RANDOM LINKS FOR 7/23/13
Jul 22nd, 2013 by Clark Humphrey

city of seattle via slog.thestranger.com

  • You know that big palatial boulevard the politicians have promised to turn Seattle’s central waterfront into? It now looks like it could become something else. Like, a highway with as many lanes as the viaduct (or more!), only side by side and on ground level. (Via my ex-housemate Fnarf.)
  • The Feds want to crack down on The Art Institutes. They charge the chain of for-profit art schools (including a major Seattle branch) with…

…fraudulently collecting $11 billion in government aid by recruiting low-income students for the purpose of collecting student aid money. Whistleblowers claim that students graduate loaded with debt and without the means to pay off the loans, which are then paid for with taxpayer dollars.

  • UW scientists recorded, then time-compressed, the sounds made by an Alaska volcano just before it blew.
  • Congrats to the local makers of the Carter Family graphic bio-novel for winning (er, co-winning) a major industry award.
  • Nice to see Seattle Weekly regaining some of its old form, even if that includes its old cranky-baby-boomer bashing of the Stranger and youth culture.
  • As expected, the living members of Nirvana played at McCartney’s Safeco Field show.
  • Alas, it’s illegal to ride down Capitol Hill streets in an office chair.
  • MillerCoors wants the Feds to investigate the Wall St. bigshots’ manipulations of aluminum prices.
  • Do you know the difference between North and South Carolina? Nike didn’t.
  • Why can’t Third World people speak for themselves on the “global stage,” instead of questionable, self-appointed spokespeople such as (the highly corporate-connected) Bono?
  • R.I.P. Helen Thomas, first lady of the White House press corps and the textbook example of a “tough dame” who speaks her mind and never gives up.
  • While (or because) nobody was looking, Yahoo quietly shut down the pioneering search engine AltaVista.
  • Business Insider posted a promo spot for a Milwaukee TV newscast circa 1980. Frenetic stock music! Jump cuts! Reporters in the field! Huge “mini” cams held by muscular cameramen! Typewriters! That’s infotainment.
  • Do you or someone you know listen to too much Coast to Coast AM? Still?
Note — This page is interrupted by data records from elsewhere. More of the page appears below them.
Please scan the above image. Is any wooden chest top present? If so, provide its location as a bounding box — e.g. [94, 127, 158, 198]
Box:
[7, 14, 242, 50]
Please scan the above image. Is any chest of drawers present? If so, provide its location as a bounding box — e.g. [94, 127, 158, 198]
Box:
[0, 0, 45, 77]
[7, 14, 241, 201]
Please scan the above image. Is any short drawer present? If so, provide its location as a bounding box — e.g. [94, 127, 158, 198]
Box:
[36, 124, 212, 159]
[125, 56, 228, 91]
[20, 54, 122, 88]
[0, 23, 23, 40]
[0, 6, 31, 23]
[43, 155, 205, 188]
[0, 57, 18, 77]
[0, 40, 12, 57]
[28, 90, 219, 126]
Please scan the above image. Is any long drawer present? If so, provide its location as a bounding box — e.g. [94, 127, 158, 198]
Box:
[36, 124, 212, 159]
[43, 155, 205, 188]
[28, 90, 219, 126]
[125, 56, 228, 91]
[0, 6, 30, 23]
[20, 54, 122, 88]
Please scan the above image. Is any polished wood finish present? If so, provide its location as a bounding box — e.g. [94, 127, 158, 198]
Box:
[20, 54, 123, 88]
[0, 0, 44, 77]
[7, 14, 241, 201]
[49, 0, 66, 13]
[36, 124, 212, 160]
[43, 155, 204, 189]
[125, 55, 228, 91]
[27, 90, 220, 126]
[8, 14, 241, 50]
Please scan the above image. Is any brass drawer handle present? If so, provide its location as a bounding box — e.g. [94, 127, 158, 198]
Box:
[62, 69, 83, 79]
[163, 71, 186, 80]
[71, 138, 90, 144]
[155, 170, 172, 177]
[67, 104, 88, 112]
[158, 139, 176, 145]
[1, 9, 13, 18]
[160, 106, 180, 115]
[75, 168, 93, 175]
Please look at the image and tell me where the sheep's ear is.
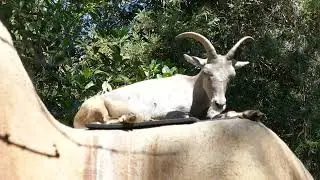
[234,61,249,69]
[183,54,207,67]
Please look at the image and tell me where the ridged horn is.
[226,36,254,60]
[176,32,217,59]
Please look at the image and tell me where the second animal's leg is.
[214,110,265,121]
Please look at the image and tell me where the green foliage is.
[0,0,320,179]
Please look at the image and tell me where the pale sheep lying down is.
[74,32,260,128]
[0,21,313,180]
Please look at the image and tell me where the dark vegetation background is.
[0,0,320,179]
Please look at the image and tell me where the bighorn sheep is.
[74,32,253,127]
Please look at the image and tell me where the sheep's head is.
[176,32,253,117]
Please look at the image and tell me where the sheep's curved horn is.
[226,36,254,60]
[176,32,217,58]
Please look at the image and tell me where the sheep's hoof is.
[119,113,137,123]
[242,110,266,121]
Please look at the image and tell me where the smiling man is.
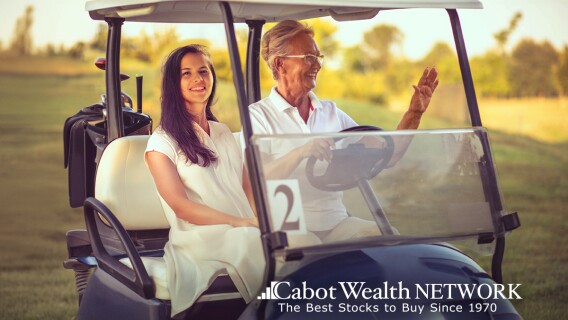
[245,20,438,242]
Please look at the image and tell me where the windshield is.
[252,128,502,248]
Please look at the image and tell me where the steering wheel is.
[306,126,394,191]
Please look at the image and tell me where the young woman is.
[145,45,265,315]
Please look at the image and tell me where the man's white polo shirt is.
[249,87,357,231]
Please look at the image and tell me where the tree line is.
[4,6,568,99]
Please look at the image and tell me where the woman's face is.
[180,53,213,114]
[278,33,321,94]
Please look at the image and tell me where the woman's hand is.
[231,217,258,228]
[408,68,440,115]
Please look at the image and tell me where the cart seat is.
[95,136,241,302]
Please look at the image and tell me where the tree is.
[471,50,511,97]
[67,41,87,60]
[556,46,568,95]
[362,24,404,70]
[421,42,462,84]
[89,23,108,51]
[310,18,339,57]
[493,12,523,55]
[509,39,558,97]
[10,6,34,56]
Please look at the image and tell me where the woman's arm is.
[145,151,258,227]
[243,165,258,216]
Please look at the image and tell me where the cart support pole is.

Then follow this handy conspiracy theory flow chart.

the reason stick at blogspot

ART OF THE STATES
Jul 1st, 2013 by Clark Humphrey

theatlantic.com

Derek Thompson at the Atlantic has assembled a U.S. map containing what he claims to be “the most famous brands born in each state.”
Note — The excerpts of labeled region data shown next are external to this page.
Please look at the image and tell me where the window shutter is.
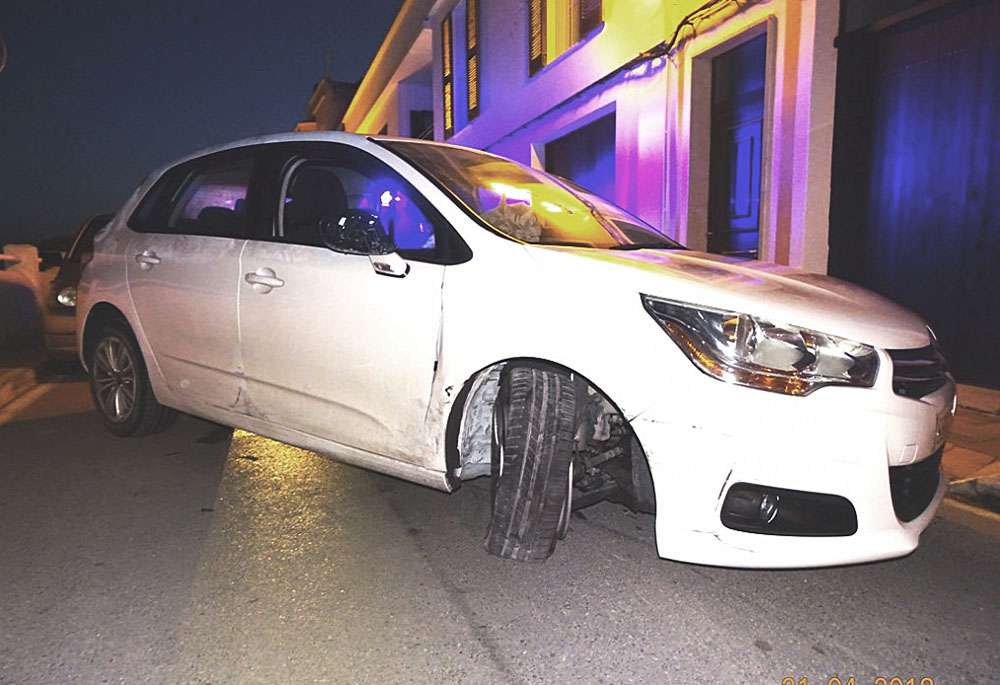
[441,12,455,138]
[465,0,479,121]
[528,0,545,75]
[579,0,604,40]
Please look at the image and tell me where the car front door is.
[239,144,445,465]
[126,149,254,411]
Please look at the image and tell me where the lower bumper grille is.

Only he doesn’t consistently play this game by his own rules.

Some of Thompson’s picks are obvious: Nike for Oregon, Coca-Cola for Georgia, Hasbro for Rhode Island, DuPont for Delaware, L.L. Bean for Maine, Budweiser for Missouri, Tabasco for Louisiana.
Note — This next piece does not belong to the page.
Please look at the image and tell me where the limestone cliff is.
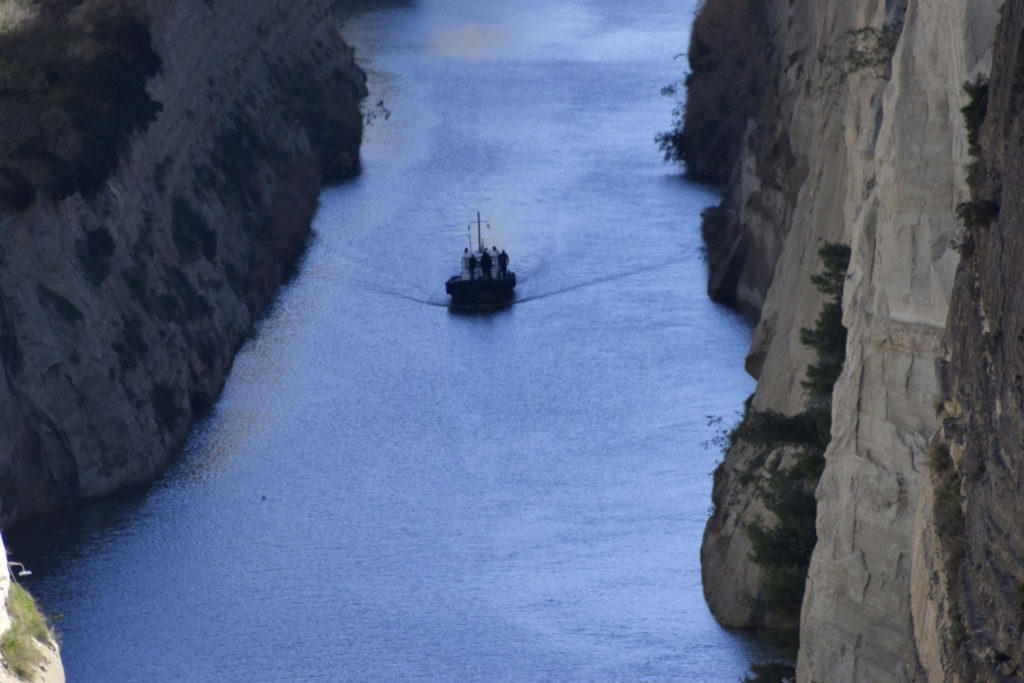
[0,0,366,524]
[684,0,1003,680]
[933,1,1024,681]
Other choices are debatable but defensible: Apple for California, Hawaiian Airlines for Hawaii, Starbucks for Washington state.

But in some cases, Thompson lists parent companies rather than “brands.” (GM is a bigger company, but Ford is a bigger product name.)

In others, he places brands where corporate takeovers have placed them, not where they began. (Does anyone really associate Saks department stores with Alabama?)

Here are my alternate choices:

  • California: Chevron or Disney.
  • Illinois: John Deere, Kraft, McDonald’s, Sears, or Playboy.
  • Kentucky: KFC or Jim Beam.
  • Minnesota: Target or Betty Crocker.
  • Nebraska: Union Pacific, ConAgra Foods, Mutual of Omaha, or Berkshire Hathaway (Warren Buffet’s holding company).
  • Nevada: Caesar’s Palace.
  • New York: AT&T, CBS, Citibank, Colgate, IBM, Kodak, Macy’s, NBC, or Xerox.
  • North Carolina: Camel.
  • Ohio: Goodyear or Tide.
  • Texas: Texaco (still a well known, albeit mostly dormant, brand) or Dell.
  • Virginia: M&M’s.
  • Wisconsin: Miller.
  • Wyoming: JCPenney (long since moved away; currently HQ’d in Texas).

And for good ol’ Wash. state, arguments can be made for Amazon, Microsoft, and even Sub Pop, or such moved-away corporate HQs as Boeing and UPS.